Film & TV Rants & Raves

This blog consists of my rantings and ravings about movies and TV shows that I love (or hate). I’ve studied film at Harvard, Boston University, and the Cambridge School for Adult Education, and taught film studies as well. I’ve got lots of strong opinions, so look for them here!

Friday, September 16, 2005

Grizzly Man

In October of 2003, Timothy Treadwell and his girlfriend, Amie Huguenard, were killed by a grizzly bear in Alaska.  Werner Herzog’s documentary, Grizzly Man, is a fascinating story of Treadwell’s life and death.  The film is disturbing, funny, tragic, and great..

Herzog weaves Treadwell’s own footage with interviews he conducted with Treadwell’s friends, scientific experts, and the coroner (a strange man who would not have been miscast on The X-Files) who examined the remains and explains what happened.  

Treadwell thought the bears knew and loved him, the way he loved them. He gave them cute names like Mr. Chocolate, and while edging away from them, talked to them like recalcitrant children.  He describes himself as a “gentle warrior” and the bears as his good friends.

It is telling that while Treadwell certainly filmed the bears, he spent a significant amount of time filming himself.   His capacity for endlessly talking about himself was limitless.  He also, amusingly, filmed himself leaping down trails, with an idea towards creating a TV show, a la the Crocodile Hunter.  As Herzog points out in his narration, Treadwell thought like a filmmaker.  He also thought like an egomaniac.

It is unfortunate that no one got Treadwell the help he so clearly needed.  His manic depression is obvious in the film, as he weeps about how the bears saved his life, or over a bee he thinks is dead (it eventually moves), and then at other times, screams and curses at the camera in a out-of-control rage.  At one point, he yelled invectives against the Park Service for a good ten minutes.  At another time, he overreacts to a fox stealing a baseball hat, screaming, “Oh my God” and “Damn you,” all out of proportion to what is happening.  The audience wants to laugh, but it’s uncomfortable laughter, because it’s clear that Treadwell was a deeply troubled person.  And, of course, hovering over the whole film is the fact that he was killed.

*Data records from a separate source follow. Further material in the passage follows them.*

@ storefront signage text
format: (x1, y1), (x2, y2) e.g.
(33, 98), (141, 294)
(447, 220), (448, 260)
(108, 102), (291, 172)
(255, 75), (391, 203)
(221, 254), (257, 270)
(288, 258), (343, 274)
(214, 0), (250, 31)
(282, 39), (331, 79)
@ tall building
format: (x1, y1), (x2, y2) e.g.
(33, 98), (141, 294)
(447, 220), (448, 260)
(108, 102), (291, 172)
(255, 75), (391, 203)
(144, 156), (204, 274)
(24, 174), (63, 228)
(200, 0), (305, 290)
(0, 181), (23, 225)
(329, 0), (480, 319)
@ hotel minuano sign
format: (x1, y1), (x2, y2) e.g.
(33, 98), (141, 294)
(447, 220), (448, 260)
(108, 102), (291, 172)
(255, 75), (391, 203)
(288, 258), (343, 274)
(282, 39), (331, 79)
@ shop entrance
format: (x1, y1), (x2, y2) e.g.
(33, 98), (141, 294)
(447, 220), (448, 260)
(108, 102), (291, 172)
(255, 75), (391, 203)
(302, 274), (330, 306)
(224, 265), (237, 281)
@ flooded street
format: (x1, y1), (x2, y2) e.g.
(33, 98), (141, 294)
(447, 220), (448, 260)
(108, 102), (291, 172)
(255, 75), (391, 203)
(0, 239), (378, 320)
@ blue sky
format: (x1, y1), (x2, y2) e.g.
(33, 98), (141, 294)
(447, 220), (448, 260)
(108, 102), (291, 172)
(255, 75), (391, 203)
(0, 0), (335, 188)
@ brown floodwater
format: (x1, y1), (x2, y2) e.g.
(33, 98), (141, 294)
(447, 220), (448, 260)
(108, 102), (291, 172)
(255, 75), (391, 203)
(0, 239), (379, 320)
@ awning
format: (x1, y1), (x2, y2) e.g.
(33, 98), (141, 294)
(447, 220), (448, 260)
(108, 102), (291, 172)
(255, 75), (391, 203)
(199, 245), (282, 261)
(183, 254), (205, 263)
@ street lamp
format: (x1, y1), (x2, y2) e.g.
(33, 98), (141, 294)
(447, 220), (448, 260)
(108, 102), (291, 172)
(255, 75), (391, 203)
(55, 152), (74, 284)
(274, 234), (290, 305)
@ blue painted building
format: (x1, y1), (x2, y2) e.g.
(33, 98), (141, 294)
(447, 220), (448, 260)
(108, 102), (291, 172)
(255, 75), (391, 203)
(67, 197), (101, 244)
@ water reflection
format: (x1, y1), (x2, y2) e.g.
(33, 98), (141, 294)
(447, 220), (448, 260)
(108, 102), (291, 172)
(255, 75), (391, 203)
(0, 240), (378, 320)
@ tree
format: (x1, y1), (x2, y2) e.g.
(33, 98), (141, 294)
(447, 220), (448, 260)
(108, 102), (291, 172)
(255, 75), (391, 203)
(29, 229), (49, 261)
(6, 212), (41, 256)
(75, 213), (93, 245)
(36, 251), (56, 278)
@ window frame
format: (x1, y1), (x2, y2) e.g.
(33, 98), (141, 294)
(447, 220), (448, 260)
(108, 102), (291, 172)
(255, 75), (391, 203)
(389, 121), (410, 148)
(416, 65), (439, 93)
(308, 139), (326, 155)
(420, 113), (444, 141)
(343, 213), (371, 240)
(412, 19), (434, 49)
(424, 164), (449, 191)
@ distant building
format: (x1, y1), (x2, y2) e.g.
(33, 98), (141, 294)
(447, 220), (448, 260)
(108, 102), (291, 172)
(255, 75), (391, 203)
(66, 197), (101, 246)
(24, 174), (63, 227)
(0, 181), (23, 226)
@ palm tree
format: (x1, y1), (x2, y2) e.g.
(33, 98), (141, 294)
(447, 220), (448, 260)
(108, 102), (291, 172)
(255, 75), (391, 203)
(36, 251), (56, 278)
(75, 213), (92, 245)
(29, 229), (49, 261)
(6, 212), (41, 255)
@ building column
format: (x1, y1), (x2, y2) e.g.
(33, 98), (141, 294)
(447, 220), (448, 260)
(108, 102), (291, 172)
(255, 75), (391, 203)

Treadwell repeatedly says that he knows that his life is on the line the entire time that he is living near the bears.  He says over and over, “I could be killed at any moment.”  But it does not seem that he really thought about that reality, or understood what it meant.  It seemed more likely that he was bragging, as he often did, about his own bravery and his self-appointed role as the bear’s “protector.”  There is no evidence that he actually did protect the bears from anything – in fact, he films some people who throw rocks at a bear, but claims that he did not want to “reveal” himself to them.  

A few hours before he died, Treadwell filmed himself in a melancholy mood, just feet from the site of his brutal killing.  It’s very difficult to watch, and hard not to extrapolate that Treadwell perhaps had a premonition about his own death.  Either way, it makes for chilling cinema.

Outside magazine has a great article, written a few months after the attack, that details the events surrounding the killings, most of which are illuminated in the film.  

1 Comments:

Blogger alison keddy said...

Hey! Thanks for commenting on my blog.. it makes me feel special. Also, by commenting, you've given me the chance to read your blog, which is awesome by the way. I'm gonna keep reading, so keep writing. I've been really looking forward to seeing "Grizzly Man" since I first heard about it. Glad to have found a kindred.